Política
Imputaron a una funcionaria judicial de La Plata por una presunta red de fraude y lavado con billeteras virtuales
La fiscal Betina Lacki investiga una compleja maniobra con cuentas digitales, uso de datos personales y presunto lavado de activos. En el centro del expediente aparece una funcionaria vinculada a la Procuración General bonaerense.
Una investigación judicial que avanzó durante meses en silencio en los tribunales de La Plata comenzó a exponer una trama de presuntas maniobras fraudulentas con billeteras virtuales, uso indebido de datos personales y posible lavado de activos, con una funcionaria de la Procuración General bonaerense en el centro del expediente.
Se trata de Albertina Mangini, una agente judicial que se desempeñaba en el Patronato de Liberados y que fue imputada por su supuesta participación en una estructura que, según la fiscalía, operaba bajo una lógica de organización criminal.
La causa está a cargo de la fiscal Betina Lacki, titular de la UFI N° 2, quien reconstruyó durante meses una operatoria compleja basada en la captación de personas vulnerables, apertura de cuentas virtuales con identidades de terceros y circulación de grandes sumas de dinero de origen presuntamente ilícito.
El expediente tuvo un punto de inflexión el 16 de abril de 2026, cuando se solicitaron múltiples allanamientos con habilitación de día y hora, en el marco de una investigación que ya había acumulado una importante base probatoria.
Según surge de la pesquisa, uno de los principales obstáculos iniciales fue la fragmentación de la información, debido al uso de cuentas digitales, líneas telefónicas y dispositivos móviles vinculados a distintas identidades, lo que dificultaba seguir el rastro del dinero.
Para avanzar, los investigadores realizaron análisis de reportes bancarios, trazabilidad de direcciones IP, cruces telefónicos y desgrabaciones de intervenciones, logrando consolidar la hipótesis de una estructura organizada que habría funcionado al menos entre fines de 2023 y agosto de 2024.
De acuerdo a la acusación, Mangini cumplía el rol de captación dentro de la organización. La fiscal sostiene que ofrecía sumas de dinero —generalmente unos 80 mil pesos— a personas en situación de vulnerabilidad económica para que entregaran sus datos personales y biométricos.
Las víctimas eran citadas en un bar de la zona de 7 y 56, en pleno centro platense, donde se realizaban fotografías, escaneos faciales y aperturas de billeteras virtuales a su nombre, muchas veces sin pleno conocimiento del alcance de la maniobra.

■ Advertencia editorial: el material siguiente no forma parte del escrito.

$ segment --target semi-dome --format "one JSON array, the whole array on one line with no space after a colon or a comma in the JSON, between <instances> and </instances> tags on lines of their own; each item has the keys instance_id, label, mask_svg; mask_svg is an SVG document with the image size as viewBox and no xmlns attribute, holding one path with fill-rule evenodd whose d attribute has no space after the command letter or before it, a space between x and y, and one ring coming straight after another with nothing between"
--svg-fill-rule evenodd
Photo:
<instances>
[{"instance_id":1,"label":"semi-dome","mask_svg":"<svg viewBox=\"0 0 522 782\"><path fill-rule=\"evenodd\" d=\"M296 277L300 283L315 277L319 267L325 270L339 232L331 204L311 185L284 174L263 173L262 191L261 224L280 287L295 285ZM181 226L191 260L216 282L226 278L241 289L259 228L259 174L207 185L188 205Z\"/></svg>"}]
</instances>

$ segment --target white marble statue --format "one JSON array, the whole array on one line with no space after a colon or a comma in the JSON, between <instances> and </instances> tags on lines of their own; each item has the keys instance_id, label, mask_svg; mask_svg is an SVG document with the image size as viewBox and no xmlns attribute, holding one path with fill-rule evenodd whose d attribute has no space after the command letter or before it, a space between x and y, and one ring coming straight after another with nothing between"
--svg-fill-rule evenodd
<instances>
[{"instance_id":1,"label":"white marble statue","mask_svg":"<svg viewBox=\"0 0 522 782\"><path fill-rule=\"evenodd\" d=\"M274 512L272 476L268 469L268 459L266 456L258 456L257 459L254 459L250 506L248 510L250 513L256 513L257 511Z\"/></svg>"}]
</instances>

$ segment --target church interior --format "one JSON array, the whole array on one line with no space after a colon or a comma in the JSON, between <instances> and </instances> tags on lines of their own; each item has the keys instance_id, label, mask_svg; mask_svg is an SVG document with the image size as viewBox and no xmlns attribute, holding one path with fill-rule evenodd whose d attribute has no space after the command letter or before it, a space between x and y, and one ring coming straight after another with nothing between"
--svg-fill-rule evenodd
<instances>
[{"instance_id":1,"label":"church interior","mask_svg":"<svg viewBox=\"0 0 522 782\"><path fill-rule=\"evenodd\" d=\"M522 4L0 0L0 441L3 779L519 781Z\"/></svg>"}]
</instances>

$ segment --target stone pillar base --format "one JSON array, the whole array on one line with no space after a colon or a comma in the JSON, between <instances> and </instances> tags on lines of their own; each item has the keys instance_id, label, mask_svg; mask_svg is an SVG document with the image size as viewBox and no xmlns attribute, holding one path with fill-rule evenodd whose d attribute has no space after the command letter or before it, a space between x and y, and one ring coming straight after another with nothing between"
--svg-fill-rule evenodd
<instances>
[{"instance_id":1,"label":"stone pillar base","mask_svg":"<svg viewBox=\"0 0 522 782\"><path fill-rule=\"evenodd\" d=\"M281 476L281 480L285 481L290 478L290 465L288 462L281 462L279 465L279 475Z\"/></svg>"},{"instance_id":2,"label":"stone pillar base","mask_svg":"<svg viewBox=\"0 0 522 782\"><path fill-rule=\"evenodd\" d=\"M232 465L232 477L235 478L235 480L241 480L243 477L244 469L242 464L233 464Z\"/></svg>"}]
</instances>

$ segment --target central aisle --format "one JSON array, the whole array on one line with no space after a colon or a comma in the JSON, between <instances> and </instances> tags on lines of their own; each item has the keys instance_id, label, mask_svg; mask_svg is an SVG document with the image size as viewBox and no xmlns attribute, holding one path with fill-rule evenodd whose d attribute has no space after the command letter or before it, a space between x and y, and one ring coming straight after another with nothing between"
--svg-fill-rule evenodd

Uno de los testimonios clave fue el de una trabajadora que aceptó participar por necesidad económica. Según declaró, le ofrecieron dinero por “escanearle el ojo” y presentar su DNI. Tiempo después descubrió movimientos financieros millonarios a su nombre, totalmente incompatibles con su situación económica.
A partir de esa cuenta, los investigadores detectaron transferencias por más de 172 millones de pesos en aproximadamente un año, una cifra que reforzó la sospecha de una estructura de gran escala
.La causa también reconstruyó el circuito del dinero: las cuentas abiertas con datos de terceros funcionaban como “cuentas recaudadoras”, desde donde los fondos eran derivados hacia un casino online ilegal, señalado como el origen principal de los activos ilícitos.
Luego, ese dinero regresaba como supuestas ganancias de juego, perdiendo trazabilidad y facilitando el proceso de lavado. Posteriormente, era redistribuido mediante transferencias con montos terminados en “.12” centavos, una marca interna que, según la fiscalía, indicaba que los fondos ya estaban “limpios”.
El expediente describe una estructura con roles definidos: captación, operación central y dispersión de fondos, lo que refuerza la hipótesis de asociación ilícita con permanencia y coordinación en el tiempo.
Además, se detectaron elementos llamativos como el uso de correos electrónicos bajo nombres como “telsinocas7”, interpretado como un anagrama de la palabra casino, lo que sumó indicios sobre la maniobra.
Aunque el expediente no menciona de forma directa a la Asociación del Fútbol Argentino, la aparición de estructuras financieras vinculadas a la operatoria, como Sur Finanzas, abrió nuevas líneas de análisis sobre el posible destino final del dinero investigado.
La causa sigue avanzando y podría derivar en nuevas imputaciones en una investigación que ya genera fuerte impacto dentro del ámbito judicial platense.